The report specifically identifies doctors, lawyers, mathematicians, financial quantitative analysts, central bank monetary authorities, managers of companies and enterprises, and tax preparers as among the occupations most at risk. What a wonderful example of “biased judgments regarding LLMs’ reliability and effectiveness in performing tasks within unfamiliar occupations.” It may be news to these researchers but each of these occupations does require substantial critical thinking skills. It was recently reported, for example, that when ChatGPT was asked tax questions posted on TaxBuzz’s tax practitioner technical support forum, the LLM got every single question wrong.

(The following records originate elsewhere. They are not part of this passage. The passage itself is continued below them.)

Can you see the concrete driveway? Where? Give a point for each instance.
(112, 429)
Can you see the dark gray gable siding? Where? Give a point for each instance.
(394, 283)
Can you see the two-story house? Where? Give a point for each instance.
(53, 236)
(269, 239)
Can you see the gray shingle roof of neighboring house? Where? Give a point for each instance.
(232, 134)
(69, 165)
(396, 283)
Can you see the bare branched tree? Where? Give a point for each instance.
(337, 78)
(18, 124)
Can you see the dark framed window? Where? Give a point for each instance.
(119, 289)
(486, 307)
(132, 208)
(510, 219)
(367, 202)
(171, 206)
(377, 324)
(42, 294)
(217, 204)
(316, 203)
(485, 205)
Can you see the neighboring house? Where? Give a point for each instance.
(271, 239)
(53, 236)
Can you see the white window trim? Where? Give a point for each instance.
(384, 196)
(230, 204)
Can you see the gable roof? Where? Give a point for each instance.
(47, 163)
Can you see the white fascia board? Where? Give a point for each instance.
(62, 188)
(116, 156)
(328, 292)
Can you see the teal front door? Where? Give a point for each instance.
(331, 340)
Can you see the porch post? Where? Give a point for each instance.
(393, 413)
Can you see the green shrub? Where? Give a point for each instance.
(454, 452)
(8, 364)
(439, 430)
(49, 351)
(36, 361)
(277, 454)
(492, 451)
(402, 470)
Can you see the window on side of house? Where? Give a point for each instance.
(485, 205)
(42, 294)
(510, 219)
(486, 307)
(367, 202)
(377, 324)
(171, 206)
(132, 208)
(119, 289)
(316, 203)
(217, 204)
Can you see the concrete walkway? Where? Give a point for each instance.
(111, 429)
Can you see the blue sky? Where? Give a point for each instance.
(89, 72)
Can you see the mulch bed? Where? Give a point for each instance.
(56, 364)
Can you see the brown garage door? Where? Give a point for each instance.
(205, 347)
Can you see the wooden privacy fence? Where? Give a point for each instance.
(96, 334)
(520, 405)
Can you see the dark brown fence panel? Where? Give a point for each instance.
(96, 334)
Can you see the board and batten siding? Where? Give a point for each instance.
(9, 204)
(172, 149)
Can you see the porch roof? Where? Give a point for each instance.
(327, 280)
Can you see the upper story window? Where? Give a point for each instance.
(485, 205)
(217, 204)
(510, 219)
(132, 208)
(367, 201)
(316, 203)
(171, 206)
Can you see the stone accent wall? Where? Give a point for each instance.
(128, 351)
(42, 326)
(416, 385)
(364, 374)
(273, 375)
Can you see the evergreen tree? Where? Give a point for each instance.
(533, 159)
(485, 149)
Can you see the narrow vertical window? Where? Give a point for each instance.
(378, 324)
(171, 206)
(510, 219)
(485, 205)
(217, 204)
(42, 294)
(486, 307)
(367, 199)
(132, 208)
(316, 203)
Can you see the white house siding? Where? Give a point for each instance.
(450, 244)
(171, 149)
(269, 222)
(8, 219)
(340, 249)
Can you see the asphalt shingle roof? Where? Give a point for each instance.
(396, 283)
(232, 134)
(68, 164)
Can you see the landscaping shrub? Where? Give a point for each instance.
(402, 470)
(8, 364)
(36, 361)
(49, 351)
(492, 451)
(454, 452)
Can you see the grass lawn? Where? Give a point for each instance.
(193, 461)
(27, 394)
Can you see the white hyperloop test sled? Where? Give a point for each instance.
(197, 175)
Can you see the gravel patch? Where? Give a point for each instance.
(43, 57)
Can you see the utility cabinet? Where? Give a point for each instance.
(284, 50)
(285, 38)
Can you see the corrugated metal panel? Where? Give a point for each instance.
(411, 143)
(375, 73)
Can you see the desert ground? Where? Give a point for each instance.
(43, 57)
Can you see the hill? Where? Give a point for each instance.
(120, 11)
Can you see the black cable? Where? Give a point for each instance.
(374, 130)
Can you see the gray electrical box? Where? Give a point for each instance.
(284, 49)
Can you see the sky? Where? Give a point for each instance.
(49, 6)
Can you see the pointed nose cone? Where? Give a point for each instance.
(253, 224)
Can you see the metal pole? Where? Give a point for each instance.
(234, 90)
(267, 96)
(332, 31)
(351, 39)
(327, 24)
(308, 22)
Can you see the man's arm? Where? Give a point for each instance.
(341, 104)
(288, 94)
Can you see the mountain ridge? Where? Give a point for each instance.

The Problem With “Jobs-at-Risk” Studies
There are many problems with jobs-at-risk studies. One is that specific skills are parts of jobs, not the jobs. Workers do a variety of tasks, often in conjunction with other workers, and identifiable skills may be just a small part of the overall job. Another problem is that these studies neglect of the cost-benefit calculations made by employers. Technology is more likely to replace workers when the benefits are clearly much larger than the costs. LLMs may seem relatively cheap to operate but the hidden costs are the consequences of the mistakes that LLMs are prone to make. Making a bad movie recommendation is one thing. Getting in trouble with the IRS, losing a winnable legal case, making an incorrect medical diagnosis, or causing an avoidable recession with a mistaken monetary policy is something else. Sam Altman, CEO of OpenAI, the creator of ChatGPT, recently tweeted that “ChatGPT is incredibly limited, but good enough at some things to create a misleading impression of greatness. It’s a mistake to be relying on it for anything important right now.”
Critical thinking is the key. LLMs are text generators—nothing more. They are astonishingly good at that but they are not designed to assess the veracity of the text they input and output. Nor are they intended to use any sort of critical thinking, which is why jobs that require critical thinking are not about to be replaced by LLMs.